You're reading: Ukraine honors victims of the Holocaust

As the world commemorates the Holocaust on Jan. 27, Ukraine is also doing its part to honor the victims of the World War II-era genocide of European Jews.

In 2020, commemorative ceremonies have been titled “Six Million Hearts in Ukraine.”

They will be held in almost all Ukrainian cities, where mass murders of Jews took place – Kyiv, Kharkiv, Lviv, Bila Tserkva, Nikopol, Zaporizhzhia, Dnipro, Chernivtsi, Odesa and other smaller cities.

On Jan. 26, Ukrainian President Volodymyr Zelensky spoke in front of former prisoners of the Auschwitz-Birkenau camp and their families during his official visit to Poland.

“Today, we are full of pain and sadness for the millions of Holocaust victims. It is a terrible tragedy for the Jewish people and a tragic lesson for all of humanity,” he said.

Kyiv Mayor Vitali Klitschko also honored the memory of the victims.

“Today is a sad day.
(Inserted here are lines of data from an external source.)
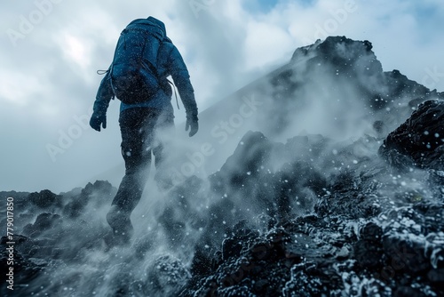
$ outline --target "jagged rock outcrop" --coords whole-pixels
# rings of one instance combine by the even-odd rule
[[[131,218],[130,247],[109,249],[102,239],[116,191],[108,182],[59,195],[2,193],[22,206],[13,239],[17,283],[27,286],[14,293],[443,295],[442,143],[424,133],[444,135],[442,93],[383,72],[369,42],[345,37],[297,50],[269,78],[261,132],[245,133],[208,178],[192,176],[166,193],[147,189],[152,200]],[[266,136],[288,128],[318,96],[339,131],[349,110],[338,98],[359,107],[352,126],[364,120],[374,131],[341,141]],[[1,293],[12,295],[4,286]]]
[[[444,100],[428,100],[384,140],[379,153],[393,166],[444,170]],[[443,173],[444,174],[444,173]]]

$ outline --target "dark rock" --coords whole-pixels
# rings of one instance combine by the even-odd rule
[[[444,170],[444,101],[428,100],[391,132],[379,149],[393,166]],[[407,164],[407,166],[406,166]]]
These painful and horrifying pages of history must teach us humanity, tolerance and respect to each other, no matter what nationality, race, creeds or social status one has,” he wrote on his Facebook page.

International commemoration

International Holocaust Remembrance Day marks the 1945 liberation of the Auschwitz-Birkenau concentration camp, the largest Nazi German death camp in Poland, where over 1.1 million people were killed.

Although many countries have begun to mark this memorial day since 2006, Ukraine only started in 2012.

The year 2020 marks 75 years since the liberation.

Six million Jews — or two-thirds of Europe’s Jewish population — were killed by the Nazi regime. The Nazis also killed millions of other people, including ethnic Roma, gay men, prisoners of war, and many more.

Ukrainian history

Ukraine experienced the horror of the Holocaust firsthand. On Sept. 29-30, 1941, Nazis and local collaborators massacred 33,771 Jews at Babyn Yar ravine in Kyiv. During the ensuing two years, around well over 100,000 more people were killed there, including Jews, Ukrainian nationalists, Soviet prisoners of war and Roma people.

People attend a memorial rally to mark the 78th anniversary of the Babyn Yar tragedy in Kyiv on Sept. 29, 2019. (Oleg Petrasiuk)

During his visit to Poland, Zelensky also emphasized that more than 2,500 Ukrainians who risked their own lives to save Jews from the Nazis were awarded the title of Righteous Among the Nations.

He called on the international community to prevent any manifestation of anti-Semitism, xenophobia, and racism.

“Stop evil before it will become dangerous to humanity,” said Zelensky.